In this study, we demonstrated the geographic patterns in the proportion of fleshy-fruited angiosperm species in China and explored the drivers shaping these patterns. We found that mean plant height per grid cell representing vegetation height and AET representing ecosystem primary productivity were the dominant drivers of the geographical patterns in the proportion of fleshy-fruited species, but their relative effects significantly varied across growth forms. Moreover, the relative importance of mean plant height per grid cell decreased from herbaceous species to shrubs and trees.

Strong Correlation Between Vegetation Height and Fleshiness

Mean plant height per grid cell, which is in general associated with vegetation height of a region, had the strongest positive effect on the geographic pattern in the proportion of fleshy-fruited species for all species combined, herbaceous species and shrubs. These results support our hypothesis that fleshy-fruited species are more prevalent in regions dominated by taller plant species and also corroborate that the evolution of fleshy fruit may be strongly associated with the evolution of vegetation structure at large scales (Tiffney, 1984; Bolmgren and Eriksson, 2005, 2010; Eriksson, 2008; Bonser, 2013).
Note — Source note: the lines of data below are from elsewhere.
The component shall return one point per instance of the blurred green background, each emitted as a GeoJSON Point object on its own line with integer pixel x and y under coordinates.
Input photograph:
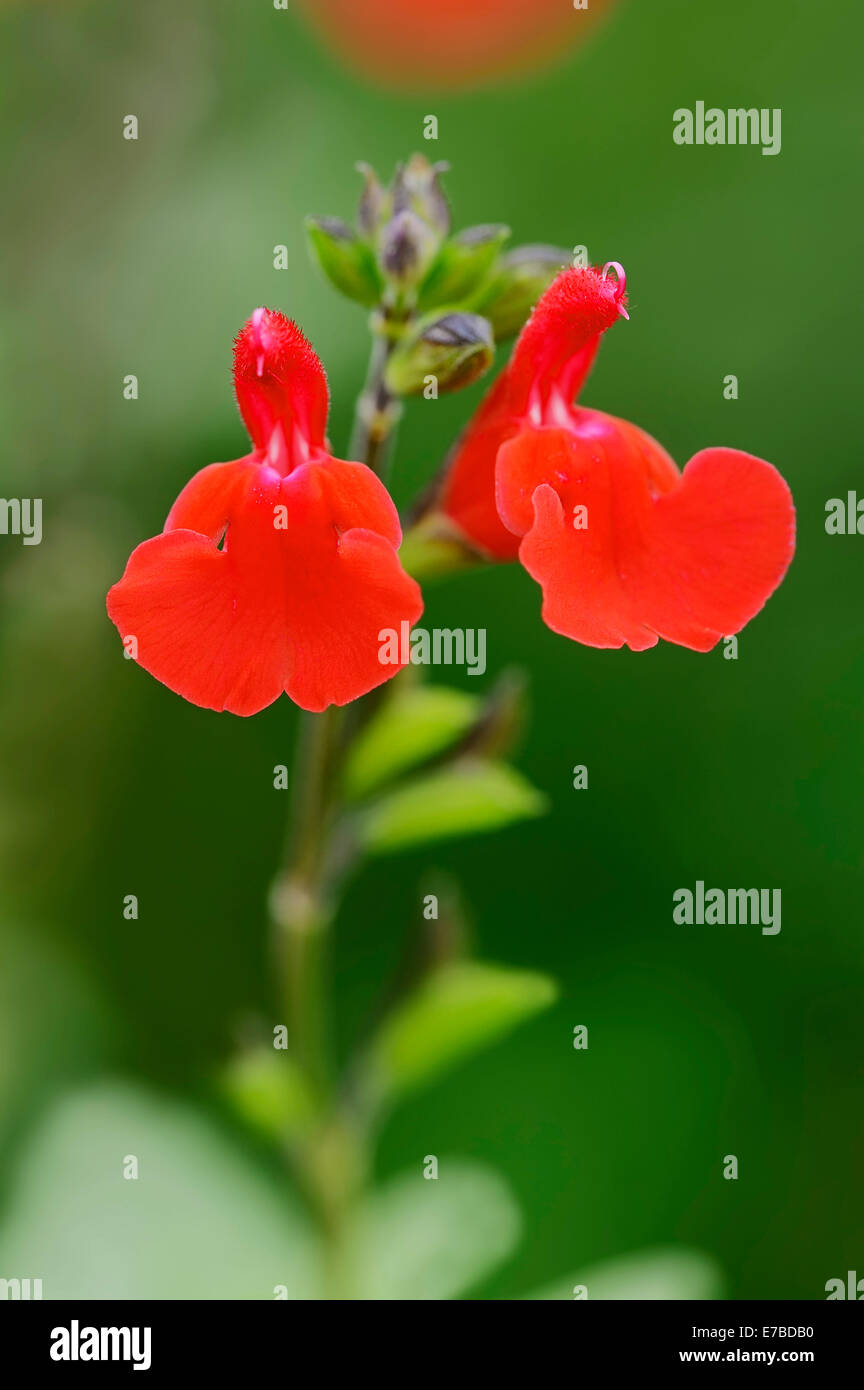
{"type": "Point", "coordinates": [146, 257]}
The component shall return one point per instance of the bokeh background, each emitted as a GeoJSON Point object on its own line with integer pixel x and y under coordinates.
{"type": "Point", "coordinates": [146, 257]}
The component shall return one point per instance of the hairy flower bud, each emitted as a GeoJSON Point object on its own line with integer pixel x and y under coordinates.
{"type": "Point", "coordinates": [417, 188]}
{"type": "Point", "coordinates": [407, 246]}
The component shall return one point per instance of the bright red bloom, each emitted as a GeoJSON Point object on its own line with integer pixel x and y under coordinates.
{"type": "Point", "coordinates": [275, 571]}
{"type": "Point", "coordinates": [449, 43]}
{"type": "Point", "coordinates": [625, 548]}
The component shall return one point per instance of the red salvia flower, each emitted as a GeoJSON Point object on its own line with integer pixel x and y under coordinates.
{"type": "Point", "coordinates": [275, 571]}
{"type": "Point", "coordinates": [450, 43]}
{"type": "Point", "coordinates": [625, 548]}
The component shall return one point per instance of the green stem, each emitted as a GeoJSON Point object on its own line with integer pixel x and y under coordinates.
{"type": "Point", "coordinates": [377, 413]}
{"type": "Point", "coordinates": [334, 1157]}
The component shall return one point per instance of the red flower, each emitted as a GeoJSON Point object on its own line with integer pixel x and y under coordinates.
{"type": "Point", "coordinates": [449, 43]}
{"type": "Point", "coordinates": [625, 548]}
{"type": "Point", "coordinates": [275, 571]}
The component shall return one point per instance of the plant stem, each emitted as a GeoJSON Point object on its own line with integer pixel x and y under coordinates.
{"type": "Point", "coordinates": [377, 413]}
{"type": "Point", "coordinates": [332, 1158]}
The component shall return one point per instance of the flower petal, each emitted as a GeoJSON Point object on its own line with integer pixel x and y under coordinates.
{"type": "Point", "coordinates": [291, 602]}
{"type": "Point", "coordinates": [627, 551]}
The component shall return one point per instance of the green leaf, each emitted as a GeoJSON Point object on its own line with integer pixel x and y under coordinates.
{"type": "Point", "coordinates": [518, 281]}
{"type": "Point", "coordinates": [346, 260]}
{"type": "Point", "coordinates": [459, 1009]}
{"type": "Point", "coordinates": [435, 1239]}
{"type": "Point", "coordinates": [200, 1221]}
{"type": "Point", "coordinates": [461, 266]}
{"type": "Point", "coordinates": [267, 1090]}
{"type": "Point", "coordinates": [656, 1275]}
{"type": "Point", "coordinates": [467, 797]}
{"type": "Point", "coordinates": [454, 348]}
{"type": "Point", "coordinates": [413, 724]}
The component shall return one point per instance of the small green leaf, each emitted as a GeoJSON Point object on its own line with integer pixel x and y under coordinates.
{"type": "Point", "coordinates": [467, 797]}
{"type": "Point", "coordinates": [518, 281]}
{"type": "Point", "coordinates": [413, 726]}
{"type": "Point", "coordinates": [268, 1091]}
{"type": "Point", "coordinates": [656, 1275]}
{"type": "Point", "coordinates": [196, 1218]}
{"type": "Point", "coordinates": [459, 1009]}
{"type": "Point", "coordinates": [461, 266]}
{"type": "Point", "coordinates": [346, 260]}
{"type": "Point", "coordinates": [453, 348]}
{"type": "Point", "coordinates": [434, 1240]}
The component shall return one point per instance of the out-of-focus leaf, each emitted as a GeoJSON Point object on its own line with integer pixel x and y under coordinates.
{"type": "Point", "coordinates": [459, 1009]}
{"type": "Point", "coordinates": [461, 266]}
{"type": "Point", "coordinates": [410, 727]}
{"type": "Point", "coordinates": [346, 260]}
{"type": "Point", "coordinates": [461, 799]}
{"type": "Point", "coordinates": [197, 1222]}
{"type": "Point", "coordinates": [436, 1237]}
{"type": "Point", "coordinates": [268, 1091]}
{"type": "Point", "coordinates": [648, 1273]}
{"type": "Point", "coordinates": [453, 348]}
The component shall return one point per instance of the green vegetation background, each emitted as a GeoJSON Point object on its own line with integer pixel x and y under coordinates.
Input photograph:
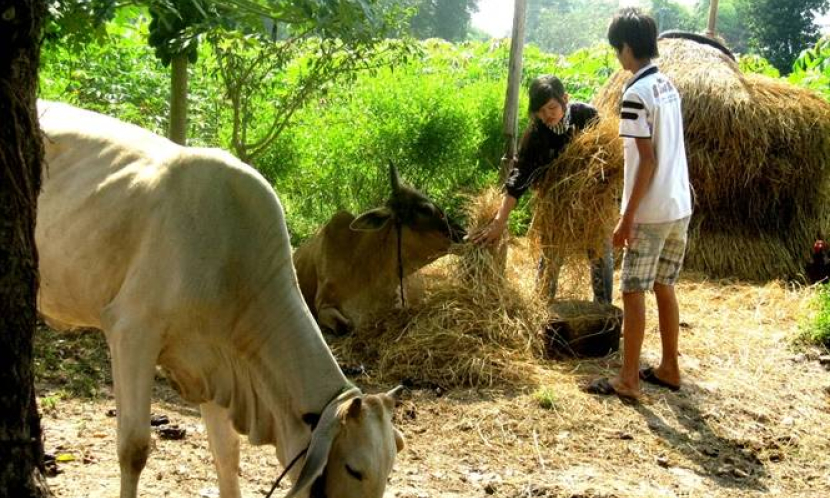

The positive association between the proportion of fleshy-fruited species and mean plant height per grid cell are consistent with previous studies based on both fossil records and contemporary community data. For example, from a paleontological perspective, Kovar-Eder et al. (2013) studied the fossil records in the Eocene and Neogene from Europe and showed that dense vegetation with taller species (such as paratropical forests and broad-leaved evergreen forests) had higher proportion of fleshy-fruited species compared with less dense communities dominated by shorter species (e.g., sub-humid forests). Moreover, based on data of different contemporary communities in northern China, Yu et al. (2017) found that vegetation with taller plant species tends to contain more fleshy-fruited species. Similarly, Knorr et al. (2012) compiled forest community data from 13 mountains in both China and Japan and found that fleshy-fruited species are more prevalent in tropical and subtropical broad-leaved evergreen forests than in broad-leaved deciduous forests and broad-leaved monsoon forests. Tropical and subtropical broad-leaved evergreen forests normally have relatively higher and more closed canopies than broad-leaved deciduous forests and broad-leaved monsoon forests, which might be one of the reasons for the difference in the prevalence of fleshy-fruited species between these forest types. In addition, the vegetation height may also be associated with variations in proportion of woody plants. In general, forests in tropical and subtropical regions tend to have more woody plants which have more fleshy-fruited species than herbaceous species. Together, these findings support the strong association between the variation in the height of vegetation and the proportions of fleshy-fruited species in floras across both space and time for angiosperms.

Effects of Contemporary Environment on Fruit Type Composition

Our results suggest that AET was selected in most of the best models for all species and the three different growth forms, and had significant positive effects on the proportion of fleshy-fruited species (Table 1 and Figure 3). As AET has been widely used as a surrogate of ecosystem primary productivity in previous studies (Tang et al., 2009), this result supports our hypothesis and suggests that ecosystem primary productivity may be one of the major determinants of the prevalence of fleshy-fruited species in communities. This is consistent with previous findings that high primary productivity could benefit the development of fleshy fruits due to the high energy consumption (e.g., respiratory climacteric) during the complex maturation process of fleshy fruits (Coombe, 1976; Seymour et al., 2013). An analysis based on 1,247 woody communities indicates that stand biomass of a community is positively associated with its primary productivity (Michaletz et al., 2014). High biomass and high primary productivity could supply enough energy support for the development of fleshy fruits, which may explain the significant strong independent effect of primary production (as represented by AET) on the proportion of fleshy-fruited species.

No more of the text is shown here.